Survie

La tuberculose, parent pauvre de la lutte contre le sida

Publié le 24 mars 2005 - Survie

Libération, France, 24 mars 2005.

A l’échelle planétaire, les estimations annuelles sont impressionnantes : 9 millions de nouveaux cas de tuberculose, 1,7 million de décès. « Près de cinq mille morts par jour, l’équivalent de quinze gros avions qui s’écrasent », traduit le Dr Léopold Blanc, qui présentait hier le rapport 2005 sur la tuberculose de l’Organisation mondiale de la santé (OMS), à la veille de la journée mondiale consacrée à cette maladie infectieuse [1]. Mais c’est de loin sur le continent africain, où tuberculose et sida sont étroitement imbriqués, que la situation est la plus dramatique. Au point que des ONG, comme Médecins sans frontières [2], n’hésitent pas à remettre ouvertement en cause la stratégie de lutte antituberculeuse de l’OMS, engagée au milieu des années 90.

Scandale. Le bilan 2005 a de quoi faire frémir. « Depuis dix ans, le nombre de malades tuberculeux a été multiplié par 4 à 5 en Afrique ; et par un facteur 6 à 7 dans les pays les plus touchés par le sida, précise le Dr Léopold Blanc. Sur ce continent, la tuberculose progresse de 4 % par an, alors qu’elle est stable ou en régression dans la plus grande partie du monde. » En clair, l’épidémie de sida a fait flamber la tuberculose, et l’Afrique doit désormais faire face à un couple infernal : jusqu’à la moitié des malades vivant avec le VIH contractent la tuberculose, qui est devenue la première cause de mortalité dans le sida.

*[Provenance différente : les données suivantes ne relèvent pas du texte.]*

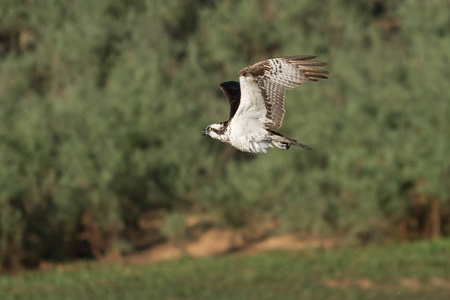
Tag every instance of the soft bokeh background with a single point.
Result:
(102, 104)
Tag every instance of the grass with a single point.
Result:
(419, 270)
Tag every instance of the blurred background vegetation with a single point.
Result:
(102, 104)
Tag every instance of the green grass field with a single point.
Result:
(409, 271)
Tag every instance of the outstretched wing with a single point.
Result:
(264, 84)
(232, 91)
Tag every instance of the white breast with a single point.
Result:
(247, 131)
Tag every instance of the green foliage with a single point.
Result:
(102, 104)
(411, 271)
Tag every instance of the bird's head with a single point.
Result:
(216, 131)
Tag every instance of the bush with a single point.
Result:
(102, 104)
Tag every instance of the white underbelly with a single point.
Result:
(250, 136)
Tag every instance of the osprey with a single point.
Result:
(257, 103)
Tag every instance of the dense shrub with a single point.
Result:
(102, 104)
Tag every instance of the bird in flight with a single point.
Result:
(257, 103)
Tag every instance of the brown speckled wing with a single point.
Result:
(275, 76)
(232, 91)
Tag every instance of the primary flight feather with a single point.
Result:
(257, 103)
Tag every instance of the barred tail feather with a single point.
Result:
(284, 143)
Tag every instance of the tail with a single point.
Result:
(282, 142)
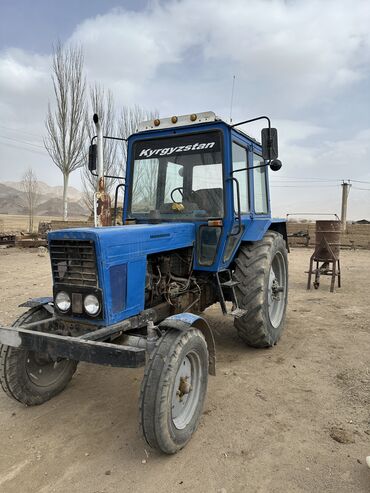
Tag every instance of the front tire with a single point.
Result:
(261, 269)
(174, 389)
(29, 377)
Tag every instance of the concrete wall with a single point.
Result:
(357, 235)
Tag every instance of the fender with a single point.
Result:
(186, 321)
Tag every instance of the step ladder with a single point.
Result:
(226, 285)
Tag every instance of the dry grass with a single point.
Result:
(15, 223)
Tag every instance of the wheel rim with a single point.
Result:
(42, 371)
(277, 290)
(186, 390)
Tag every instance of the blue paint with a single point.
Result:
(122, 250)
(118, 280)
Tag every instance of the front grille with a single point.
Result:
(73, 262)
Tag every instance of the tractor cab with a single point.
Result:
(197, 168)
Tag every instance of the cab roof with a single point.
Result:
(185, 121)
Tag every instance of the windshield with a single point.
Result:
(177, 178)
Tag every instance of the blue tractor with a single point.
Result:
(196, 230)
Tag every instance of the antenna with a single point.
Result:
(232, 99)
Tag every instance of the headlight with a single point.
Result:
(63, 301)
(91, 304)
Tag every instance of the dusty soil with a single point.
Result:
(291, 419)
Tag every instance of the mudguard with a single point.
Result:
(186, 321)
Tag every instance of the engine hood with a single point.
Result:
(121, 256)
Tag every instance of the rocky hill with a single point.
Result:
(50, 203)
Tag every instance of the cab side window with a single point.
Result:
(260, 186)
(240, 161)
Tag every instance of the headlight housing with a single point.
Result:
(63, 301)
(91, 305)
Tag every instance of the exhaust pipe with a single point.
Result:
(100, 162)
(102, 201)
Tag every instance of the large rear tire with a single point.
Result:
(29, 377)
(261, 268)
(174, 389)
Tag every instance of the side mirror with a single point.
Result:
(269, 144)
(92, 157)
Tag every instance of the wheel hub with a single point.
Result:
(277, 289)
(186, 391)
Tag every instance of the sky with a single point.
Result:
(304, 63)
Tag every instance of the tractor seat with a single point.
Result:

Le scandale, ajoute le représentant de l’OMS, « c’est qu’aujourd’hui seulement la moitié des malades ont accès à un traitement efficace » : « Nos outils sont hélas très rudimentaires. » Dans la stratégie de l’organisation onusienne, la détection des cas repose en effet sur l’examen direct des crachats, à la recherche du bacille de Koch. Or ce test reste négatif dans plus de la moitié des cas de tuberculose, en particulier chez les enfants et les malades coinfectés par le VIH. Pour l’OMS, l’urgence est un doublement du budget, actuellement de l’ordre de un milliard d’euros. Cela permettrait de « stimuler la production de nouveaux outils de diagnostic et de traitement », et de renforcer les structures et le personnel de santé, argumente Léopold Blanc. MSF ­ qui prend en charge 2 600 tuberculeux dans seize projets ­ est beaucoup plus virulent. « Les outils diagnostiques et les traitements sont obsolètes et inefficaces », estime l’ONG dans un communiqué, rappelant que le test de diagnostic a été élaboré il y a cent vingt-trois ans, et les médicaments, conçus il y a cinquante ans. Mais c’est surtout contre le principe du DOTS ­ « traitement de courte durée sous supervision directe » ­ que s’insurge l’ONG. Pendant toute la durée du protocole (au moins six mois), les patients doivent venir quotidiennement au dispensaire chercher leurs médicaments. Nécessaire soutien du malade, plaide l’OMS, pour s’assurer de la bonne observance et éviter la survenue de dramatiques résistances aux antituberculeux. Infantilisation inutile et qui ne tient pas compte des réalités, estime MSF, rappelant que des patients habitent couramment à plusieurs heures de marche du centre de santé... « L’expérience du sida nous a montré que les malades étaient capables de prendre correctement leurs antirétroviraux tout seuls, et qu’un suivi mensuel était suffisant, martèle la Dr Annick Hamel, responsable MSF de la campagne d’accès aux médicaments essentiels. Si on leur fait confiance pour les antirétroviraux, on peut leur faire confiance pour des antibiotiques. »

« Dogme OMS ». Alors, depuis quelques mois, l’ONG est passée outre le « dogme OMS ». Les équipes sur le terrain n’hésitent pas à confier à leurs patients les comprimés d’antituberculeux pour un mois. Et même à traiter les malades fortement suspects de tuberculose, mais dont le test est négatif. Premiers résultats de cette stratégie dans quelques mois, promet MSF. Sous l’oeil attentif de l’OMS, qui est prête, selon Léopold Blanc, à revoir sa politique si l’expérience MSF se montrait « performante ».